I want my name to outlive me. Don't we all? Each one of us craves for our name to outlive our life. Our name. It's our belonging, it is our sense of worth. People spend their entire life striving for the name to be remembered. Lin-Manuel Miranda boldly challenges the listener to reflect on the motives of their life. Miranda writes from George Washington's perspective, "Let me tell you what I wish I'd known, when i was young and dreamed of glory. You have no control, who lives who dies who tells your story." Aaron Burr later asks, "But when you're gone, who remembers your name? Who keeps your lame? Who tells your story?"
Alexander Hamilton's name did outlive him, and so did Aaron Burr's. Alexander Hamilton spent years chasing after his legacy. Working his way out of poverty and to New York at an early age, he proved how determined he was. He fought for the independence of his country. He helped write the blueprints for the Constitution of the United States of America. He led the country into financial success following the Revolutionary War. He lost his son, Philip, in a duel protecting his reputation. He put his legacy above his family and almost sacrificed his marriage completely.

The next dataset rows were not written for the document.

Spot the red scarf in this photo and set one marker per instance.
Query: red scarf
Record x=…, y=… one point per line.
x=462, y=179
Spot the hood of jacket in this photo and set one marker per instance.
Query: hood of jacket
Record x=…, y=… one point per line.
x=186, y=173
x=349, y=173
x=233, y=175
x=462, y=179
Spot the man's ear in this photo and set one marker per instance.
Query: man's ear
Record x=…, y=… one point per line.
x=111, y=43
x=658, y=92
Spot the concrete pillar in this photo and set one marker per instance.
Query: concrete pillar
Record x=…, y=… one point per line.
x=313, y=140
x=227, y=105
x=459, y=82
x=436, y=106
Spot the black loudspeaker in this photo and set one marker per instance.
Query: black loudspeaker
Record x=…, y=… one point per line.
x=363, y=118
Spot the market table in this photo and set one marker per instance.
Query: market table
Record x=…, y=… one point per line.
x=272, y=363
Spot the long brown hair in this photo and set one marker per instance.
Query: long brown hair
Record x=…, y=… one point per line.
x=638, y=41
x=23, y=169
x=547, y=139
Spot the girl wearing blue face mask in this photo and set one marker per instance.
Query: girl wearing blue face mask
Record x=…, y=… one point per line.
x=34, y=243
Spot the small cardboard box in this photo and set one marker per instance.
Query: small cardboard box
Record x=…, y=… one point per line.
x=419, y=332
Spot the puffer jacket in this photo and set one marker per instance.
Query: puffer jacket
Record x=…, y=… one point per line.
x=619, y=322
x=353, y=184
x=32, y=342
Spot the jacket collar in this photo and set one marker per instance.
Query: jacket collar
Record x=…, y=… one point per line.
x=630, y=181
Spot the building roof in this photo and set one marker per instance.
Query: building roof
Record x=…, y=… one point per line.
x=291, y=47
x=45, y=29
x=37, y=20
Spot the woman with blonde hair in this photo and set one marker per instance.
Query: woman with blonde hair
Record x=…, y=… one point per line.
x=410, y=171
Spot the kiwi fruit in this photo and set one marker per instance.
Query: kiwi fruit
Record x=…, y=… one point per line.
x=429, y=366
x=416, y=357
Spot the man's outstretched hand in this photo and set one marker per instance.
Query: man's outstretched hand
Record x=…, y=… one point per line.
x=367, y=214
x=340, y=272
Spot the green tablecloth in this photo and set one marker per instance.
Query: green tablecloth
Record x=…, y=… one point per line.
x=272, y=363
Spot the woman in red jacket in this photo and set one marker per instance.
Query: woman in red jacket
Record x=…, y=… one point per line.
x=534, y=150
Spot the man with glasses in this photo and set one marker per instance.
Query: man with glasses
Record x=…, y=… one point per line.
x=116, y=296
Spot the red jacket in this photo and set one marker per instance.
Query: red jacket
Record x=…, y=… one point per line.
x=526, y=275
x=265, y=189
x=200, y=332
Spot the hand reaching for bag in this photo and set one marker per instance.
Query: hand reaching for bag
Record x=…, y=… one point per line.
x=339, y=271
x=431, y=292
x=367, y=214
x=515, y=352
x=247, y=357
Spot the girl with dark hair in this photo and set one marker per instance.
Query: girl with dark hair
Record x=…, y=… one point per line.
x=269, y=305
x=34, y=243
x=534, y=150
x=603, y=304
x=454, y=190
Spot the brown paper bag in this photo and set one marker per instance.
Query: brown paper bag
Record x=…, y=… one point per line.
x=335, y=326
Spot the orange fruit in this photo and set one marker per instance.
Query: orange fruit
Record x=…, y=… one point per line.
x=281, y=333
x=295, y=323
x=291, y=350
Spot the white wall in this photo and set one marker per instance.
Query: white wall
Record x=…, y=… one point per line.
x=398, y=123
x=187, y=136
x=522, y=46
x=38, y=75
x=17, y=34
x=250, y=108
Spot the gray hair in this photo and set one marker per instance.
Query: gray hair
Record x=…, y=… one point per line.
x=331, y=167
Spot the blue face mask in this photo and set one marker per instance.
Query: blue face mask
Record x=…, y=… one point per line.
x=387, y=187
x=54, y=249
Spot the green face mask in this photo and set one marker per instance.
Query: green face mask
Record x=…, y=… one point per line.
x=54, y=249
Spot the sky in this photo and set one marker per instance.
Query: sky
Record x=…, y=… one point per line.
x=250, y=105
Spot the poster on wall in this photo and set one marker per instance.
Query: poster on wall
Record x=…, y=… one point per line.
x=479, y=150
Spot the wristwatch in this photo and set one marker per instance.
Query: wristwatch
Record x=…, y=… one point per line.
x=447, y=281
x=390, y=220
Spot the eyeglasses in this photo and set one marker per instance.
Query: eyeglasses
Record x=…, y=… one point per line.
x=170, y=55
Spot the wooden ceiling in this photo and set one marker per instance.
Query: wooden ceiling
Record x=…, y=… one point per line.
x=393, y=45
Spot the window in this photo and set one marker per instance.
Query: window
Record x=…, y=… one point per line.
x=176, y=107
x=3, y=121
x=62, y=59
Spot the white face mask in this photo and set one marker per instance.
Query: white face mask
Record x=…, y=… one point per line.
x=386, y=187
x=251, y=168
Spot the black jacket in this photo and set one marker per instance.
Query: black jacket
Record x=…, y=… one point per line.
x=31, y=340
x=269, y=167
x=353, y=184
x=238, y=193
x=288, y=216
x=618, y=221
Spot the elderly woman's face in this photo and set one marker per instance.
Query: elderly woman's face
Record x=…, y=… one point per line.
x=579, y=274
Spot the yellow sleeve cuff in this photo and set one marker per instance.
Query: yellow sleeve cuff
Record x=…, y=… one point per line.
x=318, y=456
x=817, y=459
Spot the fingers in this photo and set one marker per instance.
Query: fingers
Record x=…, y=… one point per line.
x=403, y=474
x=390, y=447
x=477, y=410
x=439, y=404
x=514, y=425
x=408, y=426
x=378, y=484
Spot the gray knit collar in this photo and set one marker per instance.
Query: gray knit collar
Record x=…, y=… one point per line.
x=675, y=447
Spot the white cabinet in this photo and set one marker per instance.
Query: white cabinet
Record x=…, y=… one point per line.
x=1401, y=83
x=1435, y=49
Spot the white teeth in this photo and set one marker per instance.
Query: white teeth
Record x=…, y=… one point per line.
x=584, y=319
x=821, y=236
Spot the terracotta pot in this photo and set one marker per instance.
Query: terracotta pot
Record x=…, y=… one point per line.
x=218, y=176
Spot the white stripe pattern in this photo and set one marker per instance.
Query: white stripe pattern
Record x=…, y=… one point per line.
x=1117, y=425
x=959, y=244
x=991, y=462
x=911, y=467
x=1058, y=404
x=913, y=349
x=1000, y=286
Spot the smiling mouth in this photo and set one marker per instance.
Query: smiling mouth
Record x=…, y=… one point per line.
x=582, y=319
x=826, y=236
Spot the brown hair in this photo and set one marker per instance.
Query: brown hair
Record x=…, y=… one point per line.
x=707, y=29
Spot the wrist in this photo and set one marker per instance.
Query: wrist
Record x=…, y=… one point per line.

Aaron Burr also fought in the American Revolution. Burr was a very successful lawyer who, alongside Alexander Hamilton and Henry Brockholst Livingston, represented Levi Weeks in "the first murder trial of our brand new nation." He won the case. Aaron Burr won a seat in the Senate to represent New York. In the election of 1800, Aaron Burr was elected Thomas Jefferson's Vice President. However, the thing Aaron Burr is most known for is the duel, where he killed Alexander Hamilton.
Barbara Bush once said, "At the end of our life, you will never regret not having passed one more test, not winning one more verdict, or not closing one more deal. You will regret time not spent with . husband, a friend, a child, or a parent"
In our aspirations to achieve greatness, we must not sacrifice the relationships and things that truly matter. Our names will outlive us by ow we love, how we forgive, and how we spend our time.
Let history serve as our reminder. May we strive not to repeat it.